What is El Niño?
El Niño is the term used to describe unusually high temperatures of Pacific Ocean which is expected to cause California to receive above normal amounts of rain from January to March 2016. The National Weather Service predicts this season’s El Niño could be “among the top three strongest episodes” on record, bringing below average temperatures and significantly higher than average rainfall to the region during the winter months.
What You Can Do
The American Red Cross is encouraging residents to prepare their homes and property for the coming wet weather and to arm themselves with safety tips before significant storms arrive. As with any disaster, preparation can be the difference between life and death. Helpful information can be found below in preparing for the potential El Niño impacts.
Real-time severe weather alerts and safety information, all in one app. The app also includes an “I’m Safe” button to let loved ones know you are okay, and a real-time map to help you find the location of Red Cross shelters. The app has a Spanish language toggle switch. Text GETEMERGENCY to 90999 or search "Red Cross Emergency" in the Apple App Store or Google Play Store.

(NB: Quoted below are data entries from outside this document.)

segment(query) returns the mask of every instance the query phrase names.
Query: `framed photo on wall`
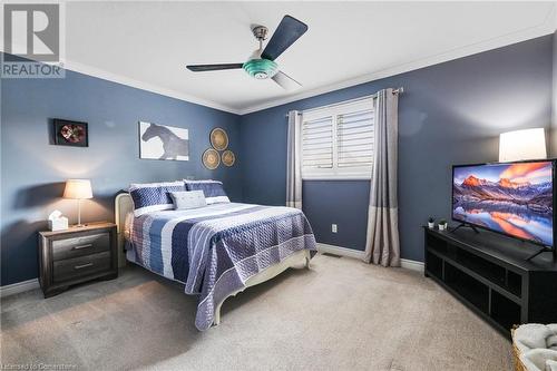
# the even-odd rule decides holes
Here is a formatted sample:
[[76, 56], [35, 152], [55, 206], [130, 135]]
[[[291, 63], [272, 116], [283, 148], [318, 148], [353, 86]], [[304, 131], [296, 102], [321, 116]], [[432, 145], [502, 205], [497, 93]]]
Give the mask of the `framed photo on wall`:
[[139, 158], [189, 160], [188, 130], [139, 121]]
[[71, 147], [89, 147], [87, 123], [69, 121], [59, 118], [55, 123], [55, 145]]

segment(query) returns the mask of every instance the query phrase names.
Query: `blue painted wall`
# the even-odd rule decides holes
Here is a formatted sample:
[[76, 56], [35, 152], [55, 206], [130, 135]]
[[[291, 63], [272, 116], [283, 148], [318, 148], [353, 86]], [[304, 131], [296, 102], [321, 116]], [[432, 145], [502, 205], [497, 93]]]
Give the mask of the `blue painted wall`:
[[[131, 182], [211, 177], [224, 180], [232, 199], [242, 198], [237, 166], [211, 172], [201, 163], [217, 126], [238, 150], [236, 115], [71, 71], [65, 79], [2, 79], [1, 108], [2, 285], [37, 277], [37, 231], [49, 212], [59, 208], [76, 222], [76, 202], [60, 198], [67, 178], [92, 180], [85, 222], [114, 221], [114, 195]], [[52, 118], [89, 123], [89, 147], [51, 145]], [[139, 120], [188, 128], [190, 160], [139, 159]]]
[[[284, 205], [289, 110], [404, 87], [399, 102], [402, 257], [423, 260], [420, 225], [450, 216], [451, 164], [494, 162], [502, 131], [550, 127], [553, 36], [268, 108], [242, 117], [244, 201]], [[317, 241], [363, 250], [368, 182], [304, 182]], [[332, 234], [336, 223], [339, 233]]]
[[[449, 216], [450, 165], [496, 160], [498, 134], [551, 121], [553, 38], [543, 37], [429, 68], [236, 116], [67, 71], [65, 79], [1, 80], [1, 285], [37, 277], [37, 234], [61, 199], [63, 180], [92, 179], [84, 221], [114, 218], [114, 195], [130, 182], [186, 176], [224, 180], [234, 201], [285, 202], [286, 120], [307, 109], [403, 86], [399, 201], [402, 256], [422, 260], [420, 225]], [[89, 147], [51, 145], [51, 119], [89, 123]], [[189, 162], [139, 159], [138, 120], [185, 127]], [[199, 157], [224, 127], [238, 166], [209, 172]], [[304, 182], [304, 212], [320, 242], [363, 250], [368, 182]], [[331, 224], [339, 233], [331, 233]]]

Learn the difference between an advisory, watch, or warning. Winter storms can range from a moderate snow over a few hours to a blizzard with blinding, wind-driven snow that lasts for several days. Many winter storms are accompanied by dangerously low temperatures and sometimes by strong winds, icing, sleet and freezing rain. Regardless of the severity of a winter storm, you should be prepared in order to remain safe during these events.
The term landslide describes downhill earth movements that can move slowly and cause damage gradually, or move rapidly, destroying property and taking lives suddenly and unexpectedly. Landslides are typically associated with periods of heavy rainfall or rapid snowmelt and tend to worsen the effects of flooding. Areas burned by forest and brush fires are also particularly susceptible to landslides.
Learn the difference between an advisory, watch, or warning. Stay away from flood waters. If you come upon a flowing stream where water is above your ankle, stop, turn around and go another way. If you come upon a flooded road while driving, turn around and go another way. Most cars can be swept away by less than two feet of moving water. Be especially cautious at night when it is harder to recognize flood danger.
Know what emergencies or disasters are most likely to occur in your community. Create and practice your family disaster plan. Decide where you would meet and who you would contact in case of disaster. Be prepared to evacuate your family and pets at a moment’s notice. Assemble and maintain an emergency preparedness kit.
In anticipation of possible disastrous repercussions from El Niño, every region of the Red Cross has been working closely with local community and government partners to develop strategies for responding to what could be a severe El Niño season. In cooperation with local government agencies and non-government organizations, the Red Cross is the leading entity that provides mass care to the victims of disasters
Moreover, we have been coordinating with Emergency Management Partners throughout the State to identify at risk areas for flash floods/runoff flooding, traditional riverine flooding and at risk areas for levy/dam failure so that resources can be quickly relocated closer to where they might be needed most. We are particularly watchful of former wildfire burn areas and zones that historically experience flooding. After a severe drought and wildfire season, our disaster teams are prepared for and understand the risk of landslides and flooding in these areas.